(English speaking readers, please find a version of the video with English subtitles below).
Monts et merveilles de la noise japonaise. Comme un paquet de mélomanes affamés, on est arrivés au pays du soleil levant au coeur des 90s par la folle scène alternative du Kansai plutôt que par les mangas et la j-pop dégueulasse d’Ayumi Hamasaki. Parce que, de Hijokaidan à Afrirampo, ça a toujours été la plus idiosyncratique, la plus extrême, la plus colorée de toutes les scènes alternatives du monde, ça nous a changés (en même temps qu’un paquet d’autres) à jamais. Mais si on a d’abord été attirés par le volume, les pochettes bizarres et les jolis minois, on est restés pour la beauté de plus en plus cruciale de la musique.
Les milles et une transfigurations de la bande Boredoms, en premier, suffiraient à nous nourrir pour une vie entière. Quantitativement, d’abord, puisqu’en entre la discographie exhaustive du groupe et celle de la galaxie des projets parallèles de ses membres (on a tenté une ébauche de liste, elle fait vraiment mal aux yeux), on remplit sans souci deux grandes bibliothèques Billy (avec le surmeuble); qualitativement, ensuite, parce que le Continent qu’ils forment ensemble est parmi les plus vastes, les plus accidentés et les plus beaux de la musique moderne.
Deuxième membre la plus éminente du collectif, Yoshimi “P-We” Yokata est un pays gigantesque à elle toute seule. Inséparable du leader Yamatsuka Eye depuis le jour où elle a rejoint UFO or DIE, elle a marqué au fer rouge un nombre incalculables d’items discographiques de son jeu de batterie cataclysmique, et traumatisé au moins mille fois plus de gens bien de sa voix d’outretemps (dont Matt Groening, papa des Simpsons ou Wayne Coyne des Flaming Lips, qui a tiré un album entier de sa compréhensible fixette). On l’a aimé en lutin dada dans les Boredoms époque Lollapalooza, en no-waveuse très sérieuse dans Free Kitten, en singe hurleur dans ses disques solo sous le nom de Yoshimio ou en Esprit de la montagne avec Psychobaba, Olaibi ou avec Yuka de Cibo Matto. Et on la suit quoi qu’elle tente depuis plus de 20 ans.

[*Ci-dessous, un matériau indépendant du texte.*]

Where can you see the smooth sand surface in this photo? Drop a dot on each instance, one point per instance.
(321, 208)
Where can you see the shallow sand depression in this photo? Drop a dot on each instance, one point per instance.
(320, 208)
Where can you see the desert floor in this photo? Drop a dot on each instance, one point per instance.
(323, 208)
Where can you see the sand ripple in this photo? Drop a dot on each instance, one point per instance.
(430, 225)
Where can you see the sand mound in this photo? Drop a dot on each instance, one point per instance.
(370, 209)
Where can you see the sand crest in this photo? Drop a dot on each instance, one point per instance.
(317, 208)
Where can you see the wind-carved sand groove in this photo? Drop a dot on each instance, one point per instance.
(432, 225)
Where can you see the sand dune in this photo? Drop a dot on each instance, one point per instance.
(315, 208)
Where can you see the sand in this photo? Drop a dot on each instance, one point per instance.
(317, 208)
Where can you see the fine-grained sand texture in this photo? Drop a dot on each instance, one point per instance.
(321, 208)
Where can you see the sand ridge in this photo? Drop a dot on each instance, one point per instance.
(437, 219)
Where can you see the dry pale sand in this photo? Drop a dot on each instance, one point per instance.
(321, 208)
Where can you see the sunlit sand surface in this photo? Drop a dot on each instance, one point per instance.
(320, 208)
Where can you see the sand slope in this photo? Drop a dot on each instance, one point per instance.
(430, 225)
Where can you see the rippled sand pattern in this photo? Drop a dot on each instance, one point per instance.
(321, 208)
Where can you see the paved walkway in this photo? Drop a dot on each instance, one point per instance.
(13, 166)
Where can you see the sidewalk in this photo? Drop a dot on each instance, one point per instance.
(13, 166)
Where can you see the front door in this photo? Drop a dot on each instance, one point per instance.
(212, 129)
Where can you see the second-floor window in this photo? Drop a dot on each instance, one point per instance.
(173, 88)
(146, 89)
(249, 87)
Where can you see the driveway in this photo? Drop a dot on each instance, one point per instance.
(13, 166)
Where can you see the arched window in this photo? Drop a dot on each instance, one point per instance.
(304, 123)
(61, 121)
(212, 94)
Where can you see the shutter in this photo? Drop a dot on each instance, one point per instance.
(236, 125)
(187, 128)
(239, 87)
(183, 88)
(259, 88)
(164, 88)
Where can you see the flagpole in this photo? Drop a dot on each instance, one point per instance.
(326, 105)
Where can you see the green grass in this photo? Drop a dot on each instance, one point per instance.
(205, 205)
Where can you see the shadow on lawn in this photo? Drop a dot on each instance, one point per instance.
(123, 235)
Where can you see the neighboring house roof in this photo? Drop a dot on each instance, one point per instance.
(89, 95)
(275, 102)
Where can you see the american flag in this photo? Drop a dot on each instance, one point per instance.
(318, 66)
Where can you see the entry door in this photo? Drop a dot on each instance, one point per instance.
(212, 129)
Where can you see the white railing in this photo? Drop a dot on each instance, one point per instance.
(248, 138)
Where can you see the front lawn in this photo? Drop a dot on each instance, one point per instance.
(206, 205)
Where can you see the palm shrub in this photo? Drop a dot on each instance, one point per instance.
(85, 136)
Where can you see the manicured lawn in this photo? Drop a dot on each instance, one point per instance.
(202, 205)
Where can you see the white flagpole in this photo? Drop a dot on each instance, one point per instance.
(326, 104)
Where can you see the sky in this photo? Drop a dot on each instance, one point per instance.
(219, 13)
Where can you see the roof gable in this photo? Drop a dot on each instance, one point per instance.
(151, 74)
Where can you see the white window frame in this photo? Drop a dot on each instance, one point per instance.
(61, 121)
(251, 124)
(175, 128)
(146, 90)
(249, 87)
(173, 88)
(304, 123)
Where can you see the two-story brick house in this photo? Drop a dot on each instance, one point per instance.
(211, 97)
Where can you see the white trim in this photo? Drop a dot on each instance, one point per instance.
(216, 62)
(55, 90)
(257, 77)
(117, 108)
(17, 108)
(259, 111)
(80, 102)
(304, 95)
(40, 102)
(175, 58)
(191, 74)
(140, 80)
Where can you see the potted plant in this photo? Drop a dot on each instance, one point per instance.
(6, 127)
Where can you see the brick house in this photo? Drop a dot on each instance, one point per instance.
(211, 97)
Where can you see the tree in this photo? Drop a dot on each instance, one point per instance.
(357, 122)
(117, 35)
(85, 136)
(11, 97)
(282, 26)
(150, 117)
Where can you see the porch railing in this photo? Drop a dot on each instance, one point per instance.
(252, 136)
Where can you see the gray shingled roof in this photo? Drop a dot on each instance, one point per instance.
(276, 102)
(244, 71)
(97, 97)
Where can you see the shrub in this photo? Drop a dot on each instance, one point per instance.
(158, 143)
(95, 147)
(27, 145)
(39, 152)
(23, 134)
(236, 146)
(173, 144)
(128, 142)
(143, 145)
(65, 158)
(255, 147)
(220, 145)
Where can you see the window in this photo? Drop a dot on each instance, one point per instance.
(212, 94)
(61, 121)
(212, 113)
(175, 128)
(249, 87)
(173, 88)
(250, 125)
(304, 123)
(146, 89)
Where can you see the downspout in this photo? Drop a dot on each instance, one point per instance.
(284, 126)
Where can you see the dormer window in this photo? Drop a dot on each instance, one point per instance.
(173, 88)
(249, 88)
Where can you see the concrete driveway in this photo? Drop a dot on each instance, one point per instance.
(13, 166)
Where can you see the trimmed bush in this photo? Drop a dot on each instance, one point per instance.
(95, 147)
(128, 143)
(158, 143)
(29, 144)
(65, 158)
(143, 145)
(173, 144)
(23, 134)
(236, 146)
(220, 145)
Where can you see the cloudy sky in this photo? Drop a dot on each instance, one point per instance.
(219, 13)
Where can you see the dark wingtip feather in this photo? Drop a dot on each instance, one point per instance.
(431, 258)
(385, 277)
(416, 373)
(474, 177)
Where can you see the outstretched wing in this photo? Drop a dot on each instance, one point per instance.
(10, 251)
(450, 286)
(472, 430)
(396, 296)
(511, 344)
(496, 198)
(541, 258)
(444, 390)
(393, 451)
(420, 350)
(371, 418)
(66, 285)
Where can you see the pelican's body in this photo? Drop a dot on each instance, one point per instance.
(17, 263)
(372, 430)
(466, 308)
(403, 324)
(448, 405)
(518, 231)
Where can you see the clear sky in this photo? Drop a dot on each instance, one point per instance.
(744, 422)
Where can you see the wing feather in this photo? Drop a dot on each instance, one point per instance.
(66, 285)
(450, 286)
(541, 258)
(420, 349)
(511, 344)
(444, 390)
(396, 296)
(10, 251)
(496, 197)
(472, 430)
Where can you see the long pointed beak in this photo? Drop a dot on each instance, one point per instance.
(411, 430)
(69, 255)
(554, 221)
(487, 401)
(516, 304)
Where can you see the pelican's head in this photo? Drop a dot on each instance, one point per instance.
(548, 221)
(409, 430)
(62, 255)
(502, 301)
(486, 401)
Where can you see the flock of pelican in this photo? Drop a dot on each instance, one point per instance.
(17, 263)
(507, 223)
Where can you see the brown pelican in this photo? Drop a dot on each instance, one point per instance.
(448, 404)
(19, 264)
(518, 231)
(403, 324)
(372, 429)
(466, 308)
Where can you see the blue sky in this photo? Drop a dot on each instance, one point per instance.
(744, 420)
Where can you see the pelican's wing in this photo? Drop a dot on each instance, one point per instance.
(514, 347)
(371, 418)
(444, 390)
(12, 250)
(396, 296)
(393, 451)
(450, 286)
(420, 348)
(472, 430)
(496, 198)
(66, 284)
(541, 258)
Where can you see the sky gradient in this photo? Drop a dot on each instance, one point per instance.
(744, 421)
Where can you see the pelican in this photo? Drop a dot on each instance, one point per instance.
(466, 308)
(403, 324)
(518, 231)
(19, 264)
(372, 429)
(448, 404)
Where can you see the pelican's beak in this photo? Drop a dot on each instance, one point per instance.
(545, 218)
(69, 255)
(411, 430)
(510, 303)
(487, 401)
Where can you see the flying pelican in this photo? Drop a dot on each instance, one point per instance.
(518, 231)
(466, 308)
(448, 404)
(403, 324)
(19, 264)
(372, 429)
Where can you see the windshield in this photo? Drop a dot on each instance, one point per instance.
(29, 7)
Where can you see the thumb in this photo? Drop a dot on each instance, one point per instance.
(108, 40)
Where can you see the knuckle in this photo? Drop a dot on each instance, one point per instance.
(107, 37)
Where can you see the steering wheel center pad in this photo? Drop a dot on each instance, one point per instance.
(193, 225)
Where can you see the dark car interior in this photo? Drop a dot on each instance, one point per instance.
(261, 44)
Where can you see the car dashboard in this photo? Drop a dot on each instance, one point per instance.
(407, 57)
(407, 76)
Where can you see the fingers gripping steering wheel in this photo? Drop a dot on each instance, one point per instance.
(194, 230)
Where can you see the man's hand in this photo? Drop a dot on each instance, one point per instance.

Véritable pays dans le pays, OOIOO est loin d’être un side-project parmi tant d’autres dans la carrière de cette impératrice noise. Formé en 1998 avec trois amies sans aucune expérience de la musique, le groupe a grossi au fur et à mesure des années (et des changements de line-up) jusqu’à devenir un véritable conglomérat psyché prog au féminin, presque autant connu à l’étranger que les Boredoms.
Musicalement, surtout, le groupe a rapidement quitté le giron post Boredoms des premiers albums: si l’ombre psychotrope de Eye plane toujours au dessus de sa vieille camarade, l’inceste s’opère désormais sous forme de remixes en famille: Yoshimi a grandi, et OOIOO a pris le large pour devenir une tribu à part entière, avec sa propre langue et ses propres traditions.
Tranchante comme l’onomatopée qui lui sert de nom, la musique du groupe est à la fois psychédélique et hyper précise, volontairement apatride et typiquement japonaise. La tête pleine de légendes et de bruits d’oiseaux, Yoshimi, Kayan, Aya et Ai récupèrent sans passer par la case citation un arc-en-ciel de particularismes ethniques sans jamais tremper, bien sûr, dans les marécages ignominieux de la world music. Les entrelacement de guitares typiques des sous-genres de la musique moderne africaine dont un certain indie rock chic se repaît depuis quelques temps (highlife du Ghana, rhumba congolaise, pop éthiopienne) conjuguent éruptions synthétiques ou polyphonies hirsutes des ethnies disséminées partout autour de l’archipel du Japon, et c’est le coeur du post-punk, du krautrock ou du prog façon Rock in Opposition qui se remet à battre sur des cadences inédites en même temps que celui des cultures minoritaires japonaises (Ainous d’Hokkaido ou peuplades de l’archipel Ryûkyû), ostracisées depuis une éternité. En live, c’est une effusion un brin technique, mais d’un originalité folle, qui ressemble presque à une version 2.0 enfin accouchée de l’increvable démon psyché rock; trois mois après le passage du quatuor à la Villette Sonique, on lévite encore. Suivez la Gourou.